Discovery of a Lost Painting by Léon Bénouville


1. Léon Bénouville (1821-1859)
The Departure of Protesilaus, 1851
Oil on Canvas - 297 x 229 cm
Hermes (Oise), City Hall
Photo : D. R.

25/01/12 - Discovery - Hermes (Oise). City Hall - Churches, but also city halls and other public places, hold some welcome surprises for us. In this case, thanks to the sharp eye of a young municipal councilman [1], an important painting by Léon Bénouville, which had disappeared practically since it was first produced was "discovered" in the town of Hermes, close to Beauvais in northern France. The work represents Protesilaus’ Departure, sent from Rome in 1851, a large canvas measuring 297 x 229 cm. The subject, not often treated in painting, is taken from Greek mythology : Protesilaus, a Thessalian hero, recently married to Laodamia, leaves to fight in the war against Troy where he is killed by Hector according to an oracle which predicted the death of the first Greek to step on Trojan soil. Inconsolable after the loss of her husband, Laodamia orders a wax figure in his likeness. Her father, unhappy to see her wallow in her sadness, throws the mannequin into the fire but the young woman follows and is burned alive.

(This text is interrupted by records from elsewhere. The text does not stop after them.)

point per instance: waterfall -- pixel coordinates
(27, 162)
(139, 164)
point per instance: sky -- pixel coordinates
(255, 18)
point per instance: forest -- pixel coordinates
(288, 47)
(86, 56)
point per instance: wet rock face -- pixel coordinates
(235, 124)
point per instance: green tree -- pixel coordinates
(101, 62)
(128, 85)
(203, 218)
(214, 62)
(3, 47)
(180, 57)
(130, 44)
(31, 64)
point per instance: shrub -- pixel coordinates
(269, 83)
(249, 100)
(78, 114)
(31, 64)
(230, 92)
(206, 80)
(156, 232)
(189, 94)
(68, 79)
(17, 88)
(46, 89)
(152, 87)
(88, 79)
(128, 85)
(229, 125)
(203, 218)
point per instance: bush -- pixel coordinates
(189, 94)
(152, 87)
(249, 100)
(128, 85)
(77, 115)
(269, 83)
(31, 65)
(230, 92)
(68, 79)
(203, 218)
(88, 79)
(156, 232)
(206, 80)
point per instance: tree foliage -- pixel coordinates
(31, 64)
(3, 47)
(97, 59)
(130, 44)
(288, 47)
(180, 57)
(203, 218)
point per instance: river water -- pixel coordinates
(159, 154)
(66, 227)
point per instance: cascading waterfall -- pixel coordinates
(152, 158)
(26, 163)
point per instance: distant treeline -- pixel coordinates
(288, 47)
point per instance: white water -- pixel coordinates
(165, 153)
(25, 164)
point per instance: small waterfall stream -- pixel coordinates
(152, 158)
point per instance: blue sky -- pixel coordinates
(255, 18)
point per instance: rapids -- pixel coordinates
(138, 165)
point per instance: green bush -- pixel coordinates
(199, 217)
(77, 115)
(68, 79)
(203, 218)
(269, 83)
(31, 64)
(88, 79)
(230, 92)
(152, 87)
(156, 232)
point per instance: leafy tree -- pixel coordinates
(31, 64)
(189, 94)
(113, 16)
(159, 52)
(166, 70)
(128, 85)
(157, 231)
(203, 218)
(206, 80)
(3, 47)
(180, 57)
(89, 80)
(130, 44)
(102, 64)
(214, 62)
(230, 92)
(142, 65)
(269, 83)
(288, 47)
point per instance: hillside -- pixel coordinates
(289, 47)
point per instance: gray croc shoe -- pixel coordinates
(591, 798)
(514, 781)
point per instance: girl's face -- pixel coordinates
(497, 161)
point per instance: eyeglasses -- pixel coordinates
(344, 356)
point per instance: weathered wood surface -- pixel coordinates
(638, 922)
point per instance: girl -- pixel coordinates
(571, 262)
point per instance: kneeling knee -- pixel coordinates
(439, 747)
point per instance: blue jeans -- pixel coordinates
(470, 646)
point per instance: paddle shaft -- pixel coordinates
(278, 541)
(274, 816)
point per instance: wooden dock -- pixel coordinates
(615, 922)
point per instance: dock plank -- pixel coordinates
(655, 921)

As often happens in Léon Bénouville’s work, the composition for Protesilaus was carefully readied with many preparatory drawings. Marie-Madeleine Aubrun, the author of a monograph on the artist [2], had assembled a certain number of sheets on the subject. However, not having a very precise idea of the work, based only on descriptions made at the time it was presented, she had rejected some drawings which today round out the ensemble of preparatory studies for the painting.
Presented at the Salon of 1852 as n° 81, The Departure of Protesilaus was not very enthusiastically received and was criticized mostly for the very academic and conventional aspect of the hero and his companion in the foreground [3]. The painting was soon forgotten and eclipsed by the success of Saint Francis of Assissi Transported on his Deathbed to Saint Mary of the Angels, Blessing the City of Assissi exhibited the following year.


2. Léon Bénouville’s Signature
on The Departure of Protesilaus
Hermes (Oise), City Hall
Photo : D. R.

3. Léon Bénouville (1821-1859)
The Departure of Protesilaus, 1851, detail
Oil on Canvas - 297 x 229 cm
Hermes (Oise), City Hall
Photo : D. R.


4. Léon Bénouville (1821-1859)
The Departure of Protesilaus, 1851, detail
Oil on Canvas - 297 x 229 cm
Hermes (Oise), City Hall
Photo : D. R.

It is always interesting to determine how such an important painting ended up in a small town in the Oise region. The records of the auction following the death of Léon Bénouville in May 1859 mention a Protesilaus sold for 400F to a certain Moric (?). This person might well correspond to Théodore Gaitas, known as "Morin" (1807-1882), a manufacturer of passementerie in Saint-Just-des-Marais near Beauvais, and mayor of Hermes from 1870 to 1876, owner of the château Marguerite in this town. After his death, his widow, Aline Leclère, sold the château along with its furnishings to Louis-Jacques Legendre, a literary figure, poet and theater producer. He donated the painting by Bénouville to the community in 1886. Since then, Protesilaus’ Departure has been exhibited in a room at the Hermes city hall, amid general indifference !

The painting, which is in poor condition, will undergo a restoration. It has already been submitted for listing as a historical monument and should soon be reviewed by the Commission nationale in order to be officially listed.

Version française


Didier Rykner, jeudi 26 janvier 2012


Notes

[1] Mr. David Jehanne.

[2] Marie-Madeleine Aubrun, Léon Bénouville, Paris, 1981.

[3] The Goncourt brothers wrote : "We should not reproach Mr. Bénouville, as any other artist of 1810, for having placed the Apollo Belvedere in a scene which takes place during the Trojan war. The columns, the frescos, the domestic gods, even the oleanders, are those of a man who knows his local Greek "color". It is really something, but that is not all. Mr. Bénouville’s Protesilaus, starting with the left leg, the right arm held back, hesitant in the movement of the head, holds the same pose as all those academic figures on the point of leaving on a trip."